‘City Of Specters’ by Bandi

One of the reasons I started writing when I did, in this post-truth age of misinformation and fake news, was because I wanted to be able to tell stories that reveal uncomfortable truths, a determination that led me to Bandi. Bandi, (Korean for Firefly), is a North Korean samizdat writer still living under the Kim regime who in the 1990s wrote smuggled-out, anonymous short stories that reveal the horrors of living there. In honestly presenting everyday life and values, these stories show the culture’s madness and levels of control that western minds like mine might otherwise find hard to understand. 

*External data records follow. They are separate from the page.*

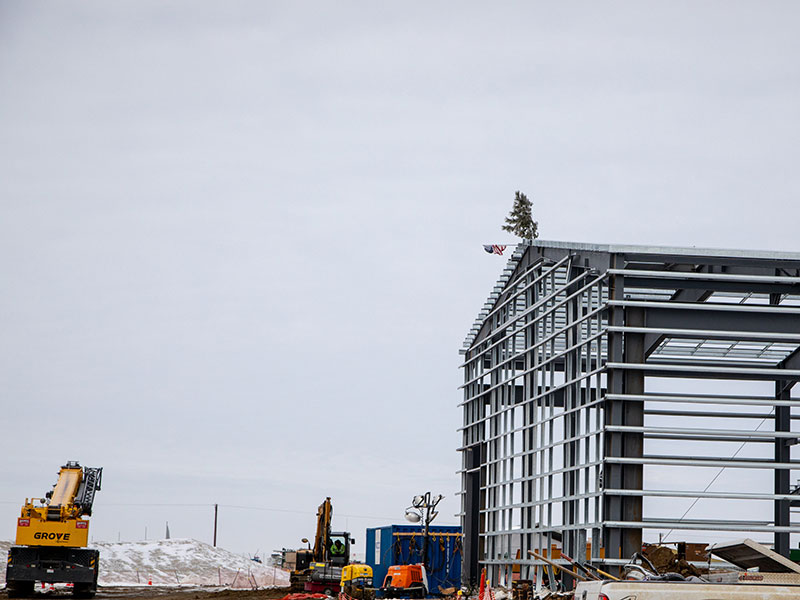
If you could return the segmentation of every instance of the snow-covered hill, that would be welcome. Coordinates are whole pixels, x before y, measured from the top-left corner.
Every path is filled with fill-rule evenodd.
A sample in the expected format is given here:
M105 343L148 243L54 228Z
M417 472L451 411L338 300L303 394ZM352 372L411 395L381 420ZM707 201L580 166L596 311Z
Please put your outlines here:
M9 546L9 542L0 542L0 552L5 554ZM288 571L253 562L197 540L96 542L92 547L100 550L100 585L234 588L289 585Z

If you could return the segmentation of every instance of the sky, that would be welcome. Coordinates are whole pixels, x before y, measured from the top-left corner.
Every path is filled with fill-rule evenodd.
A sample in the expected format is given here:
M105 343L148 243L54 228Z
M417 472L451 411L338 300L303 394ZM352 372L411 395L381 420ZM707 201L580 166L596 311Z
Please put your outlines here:
M797 251L793 2L0 2L0 539L455 524L458 349L542 239Z

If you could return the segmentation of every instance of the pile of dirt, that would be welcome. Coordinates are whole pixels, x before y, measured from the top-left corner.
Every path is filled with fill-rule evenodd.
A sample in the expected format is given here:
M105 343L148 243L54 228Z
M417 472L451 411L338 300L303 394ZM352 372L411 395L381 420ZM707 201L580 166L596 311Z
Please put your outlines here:
M680 573L684 577L689 577L690 575L700 577L701 575L697 567L684 559L679 559L678 553L667 546L646 545L642 550L642 554L653 563L653 566L661 574Z

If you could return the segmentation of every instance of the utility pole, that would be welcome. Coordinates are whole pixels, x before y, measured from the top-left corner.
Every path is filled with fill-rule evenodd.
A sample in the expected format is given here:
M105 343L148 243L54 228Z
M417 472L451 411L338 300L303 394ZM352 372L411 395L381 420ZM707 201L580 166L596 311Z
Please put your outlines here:
M444 496L441 494L436 498L431 498L431 493L425 492L422 496L414 496L411 506L406 509L406 519L412 523L422 521L422 564L425 566L426 572L428 571L428 537L431 521L439 514L436 512L436 505L442 501L442 498Z
M214 547L217 546L217 514L219 512L219 504L214 505Z

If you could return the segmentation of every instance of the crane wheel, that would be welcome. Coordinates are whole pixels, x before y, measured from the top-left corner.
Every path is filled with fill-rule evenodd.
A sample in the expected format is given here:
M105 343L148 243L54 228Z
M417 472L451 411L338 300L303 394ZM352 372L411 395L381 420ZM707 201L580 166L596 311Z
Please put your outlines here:
M94 598L97 593L97 586L90 583L76 583L72 587L73 598Z

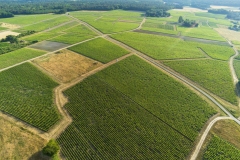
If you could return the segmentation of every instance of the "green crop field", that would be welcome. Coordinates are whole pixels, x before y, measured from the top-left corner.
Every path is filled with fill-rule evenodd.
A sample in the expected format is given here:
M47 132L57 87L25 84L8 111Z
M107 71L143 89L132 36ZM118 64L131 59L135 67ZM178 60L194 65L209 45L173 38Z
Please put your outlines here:
M45 53L46 52L40 50L22 48L13 52L0 55L0 69L41 56Z
M73 123L58 142L67 159L185 159L205 122L216 113L136 56L64 94Z
M0 73L0 110L47 131L60 116L53 103L58 84L29 63Z
M183 36L216 41L226 41L220 34L217 33L217 31L209 27L204 26L197 28L178 27L178 31L181 31L181 35Z
M59 17L59 15L56 14L21 15L15 16L13 18L3 18L0 19L0 22L16 25L28 25L56 17Z
M203 160L239 160L240 150L227 141L213 136L204 152Z
M50 39L49 41L61 42L61 43L66 43L66 44L75 44L77 42L81 42L81 41L84 41L84 40L87 40L87 39L91 39L93 37L94 37L93 35L68 33L68 34L60 35L58 37Z
M238 79L240 79L240 60L234 60L233 66L234 66L234 69L235 69Z
M36 23L30 26L26 26L21 28L22 30L34 30L34 31L43 31L52 27L55 27L57 25L60 25L64 22L68 22L70 21L71 18L67 17L67 16L59 16L57 18L51 19L51 20L47 20L44 22L40 22L40 23Z
M219 97L237 104L234 93L235 88L227 62L218 60L189 60L166 61L163 63Z
M129 53L103 38L97 38L69 49L102 63L110 62Z
M234 50L229 46L220 46L220 45L210 45L198 43L200 47L206 54L211 58L219 60L228 60L232 55L235 54Z
M50 39L50 41L74 44L96 36L96 34L83 25L78 25L64 31L66 34Z
M52 29L50 32L52 32L52 33L61 33L61 32L64 32L65 30L67 30L67 29L70 29L70 28L78 25L78 24L79 24L78 22L73 21L73 22L67 23L67 24L65 24L63 26L57 27L55 29Z
M185 42L179 38L134 32L111 35L111 37L158 60L205 57L196 47L196 43Z
M46 39L53 38L55 36L58 36L58 35L56 35L56 33L52 33L52 32L41 32L41 33L37 33L37 34L30 35L27 37L23 37L22 39L26 40L26 41L43 41Z
M141 12L108 11L108 12L72 12L71 15L94 26L103 33L114 33L132 30L142 21Z

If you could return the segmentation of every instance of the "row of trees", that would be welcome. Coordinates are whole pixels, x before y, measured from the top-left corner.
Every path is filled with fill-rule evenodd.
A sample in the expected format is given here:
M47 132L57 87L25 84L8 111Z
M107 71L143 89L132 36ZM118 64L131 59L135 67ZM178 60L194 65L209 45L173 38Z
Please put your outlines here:
M25 0L0 0L0 10L7 13L18 14L43 14L43 13L57 13L62 14L67 11L77 10L138 10L148 11L152 15L151 9L156 9L158 16L166 16L167 10L174 8L174 5L164 4L158 0L38 0L38 1L25 1ZM162 10L162 11L161 11Z

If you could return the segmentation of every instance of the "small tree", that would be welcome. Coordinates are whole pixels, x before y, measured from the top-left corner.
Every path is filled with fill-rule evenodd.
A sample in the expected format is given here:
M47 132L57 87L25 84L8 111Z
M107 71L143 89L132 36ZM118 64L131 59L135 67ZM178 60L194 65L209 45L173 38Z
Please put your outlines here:
M44 155L52 157L52 156L56 155L59 150L60 150L60 147L59 147L58 143L55 140L51 139L47 143L47 145L43 148L42 152Z
M180 16L179 18L178 18L178 23L182 23L184 20L183 20L183 17L182 16Z

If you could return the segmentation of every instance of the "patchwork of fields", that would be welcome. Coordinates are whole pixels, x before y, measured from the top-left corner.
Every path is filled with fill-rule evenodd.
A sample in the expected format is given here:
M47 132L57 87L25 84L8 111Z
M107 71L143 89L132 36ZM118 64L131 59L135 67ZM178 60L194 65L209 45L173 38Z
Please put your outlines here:
M18 41L35 44L0 55L1 114L46 133L47 139L56 138L61 156L66 159L188 158L207 121L224 113L215 110L216 106L201 93L162 72L156 64L173 69L219 98L221 103L232 105L235 109L224 107L237 116L239 97L229 63L235 51L219 34L220 26L231 24L224 15L169 12L171 17L166 18L113 10L0 19L0 30L24 34L35 31ZM177 23L179 16L196 20L199 26L181 27ZM81 21L103 34L98 35ZM185 36L196 40L184 39ZM111 38L129 48L111 42ZM240 44L238 38L230 41ZM0 42L0 50L11 46L9 42ZM131 48L153 58L154 62L136 56L139 53L132 53ZM233 61L238 78L239 57ZM68 126L64 123L65 112L72 119ZM60 126L62 121L64 125ZM235 126L235 130L229 126ZM238 127L233 122L214 125L200 159L216 156L237 159L240 155ZM28 130L21 124L20 128ZM227 133L233 136L229 138ZM17 150L22 145L18 141L23 141L26 135L29 134L21 135L23 138L16 141ZM14 143L4 141L1 135L0 142ZM43 143L39 142L33 150L39 150ZM11 149L5 157L13 153L18 151Z

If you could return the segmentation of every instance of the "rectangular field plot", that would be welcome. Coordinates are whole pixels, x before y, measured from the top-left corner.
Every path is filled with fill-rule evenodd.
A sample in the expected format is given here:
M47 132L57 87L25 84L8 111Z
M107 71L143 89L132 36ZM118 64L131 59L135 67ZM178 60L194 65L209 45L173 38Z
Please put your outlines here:
M34 48L34 49L40 49L40 50L45 50L45 51L52 52L52 51L59 50L61 48L65 48L67 46L69 46L69 45L64 44L64 43L43 41L43 42L40 42L40 43L33 44L29 47Z
M137 28L142 21L141 12L107 11L107 12L72 12L74 17L94 26L103 33L127 31Z
M228 62L209 59L163 63L224 100L237 104Z
M70 20L72 20L72 19L63 15L63 16L59 16L59 17L56 17L56 18L53 18L53 19L50 19L50 20L47 20L47 21L43 21L43 22L40 22L40 23L29 25L29 26L23 27L21 29L22 30L34 30L34 31L39 32L39 31L43 31L43 30L55 27L55 26L60 25L64 22L68 22Z
M61 82L69 82L102 65L67 49L36 59L34 63Z
M73 160L186 159L199 131L216 113L196 94L135 56L64 94L73 123L58 142L65 158Z
M103 38L97 38L69 49L102 63L110 62L129 53Z
M46 52L44 51L34 50L30 48L22 48L13 52L0 55L0 69L41 56L45 53Z
M111 37L158 60L205 57L196 43L185 42L179 38L134 32L120 33Z
M43 131L60 119L53 102L58 84L29 63L0 73L0 110Z

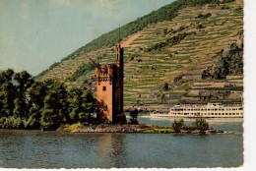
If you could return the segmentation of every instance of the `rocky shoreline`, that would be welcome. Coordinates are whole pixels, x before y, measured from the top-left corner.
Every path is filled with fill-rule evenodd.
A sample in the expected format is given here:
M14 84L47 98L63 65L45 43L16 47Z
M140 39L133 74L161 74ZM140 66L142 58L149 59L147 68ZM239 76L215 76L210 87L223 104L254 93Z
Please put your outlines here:
M171 127L150 126L150 125L108 125L88 126L81 128L63 127L59 131L72 133L143 133L143 134L171 134L175 133ZM180 130L181 134L217 134L224 133L222 130Z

City of Specters is set in Pyongyang in the run up to the National Day of Celebrations – a day when everything must go perfectly, down to smiling the right smile and walking the right walk. When we meet Han Gyeong-hee, she is the well-fed and well-respected daughter of a martyr from the glorious revolution, with an inherited prestigious job and a flat in the capital’s main square. But she also has a two-year old son who is afraid of the huge pictures of Karl Marks and Kim Yong Il that hang opposite where they live. When the square is being prepared for the big celebration, she draws an unsanctioned curtain each night to stop the baby from crying. This sets off a chain of events that lead to her and her husband being accused of passing down negative thoughts to their son, a crime punishable by immediate exile to the starving countryside. The almost casual calm with which these events are told, punctuated by flashes of humour, normalises the unconscionable so seamlessly it’s terrifying.